Au tout début, l’embryon n’est qu’un disque plat. Vers la 3ème semaine de développement, il y a une très importante structure qui va se mettre en place : la ligne primitive. Celle-ci va permettre la gastrulation, phase capital au cour de laquelle l’embryon va se replier sur lui-même. D’importants mouvements cellulaires vont constituer les 3 feuillets – tissus fondamentaux de l’embryon – l’ectoderme, l’endoderme et me mésoderme. Les cellules vont alors migrer pour donner lieu aux principaux organes qui vont former notre corps.

gastrulation1336950939914

Normalement, cette ligne primitive se résorbe progressivement à partir de la 4ème semaine de développement de l’embryon. Cependant, dans le cas du tératome, elle ne se résorbe pas. C’est ce que l’on appelle des cellules pluripotentes, cellules capables de se spécialiser pour faire de l’os,  du cheveu, ou encore du muscle. Ces cellules vont s’amasser autour du sacrum, plus précisément autour du coccyx pour former une lésion (la tumeur).

On ne connaît pas les causes exactes de cette désorganisation mais il y a plusieurs formes de tumeur :

  • la tumeur se trouve totalement à l’extérieur de sacrum (majorité des cas)
  • la tumeur est un prolongement, dans le bassin ou l’abdomen
  • la tumeur est complètement interne (rare)

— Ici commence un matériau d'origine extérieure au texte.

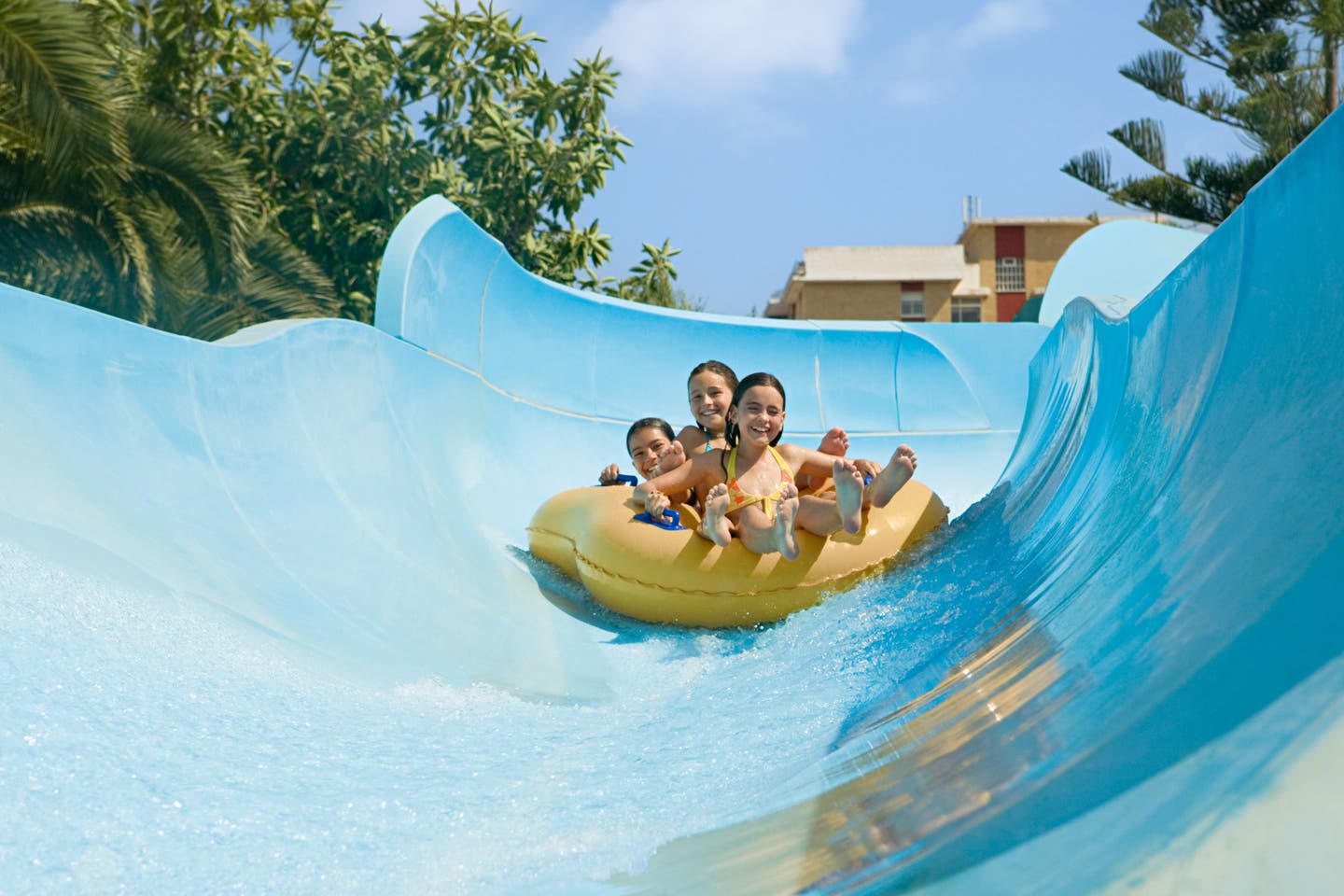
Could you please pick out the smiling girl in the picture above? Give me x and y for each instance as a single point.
(750, 485)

Cette lésion est presque toujours découverte avant la naissance, entre 4,5 et 6,5 mois de grossesse. Dès que le diagnostic est posé, la maman est suivie de très près. Quand le tératome est vraiment très volumineux, il peut être ponctionné à travers le ventre de la maman pour éviter qu’il ne comprime d’autres organes, ce qui pourrait déboucher sur de graves complications. Le plus souvent, l’accouchement est programmé pour faciliter la prise en charge du nouveau-né dès sa naissance. Mais si le tératome est beaucoup trop volumineux, il faut pratiquer une césarienne.

Chirurgie

Une opération chirurgicale doit être faire durant la première semaine de vie du nourrisson. Toute la difficulté est d’enlever tout le tératome en gardant un maximum de peau pour reconstruire les fesses du bébé. Il faut aussi préserver les tissus sains ainsi que l’innervation, ce qui n’est pas chose facile tant la différence entre le tératome et les structures anatomiques normales est faible. Cette tumeur qui est, rappelons-le, une désorganisation des cellules embryonnaires est très hétérogène. En plus de la lésion, il faut enlever le coccyx pour éviter toute récidive qui pourrait devenir maligne.

La seconde phase de l’opération consiste à reconstruire les fesses. La difficulté réside dans le fait de retirer le surplus de peau pour que la cicatrice soit esthétique tout en gardant suffisamment de tissus pour permettre aux fesses de se développer quand l’enfant grandira. La cicatrisation prend environ une année.

Suivi

L’enfant est suivi tous les 3 mois (prises de sang, examens cliniques, toucher rectal) pour vérifier que des nouvelles lésions ne se sont pas reformées. Car une récidive intervient dans 10 % des cas.

Cette tumeur est très impressionnante mais se soigne très bien… une chirurgie réparatrice peut être envisagée à l’adolescence.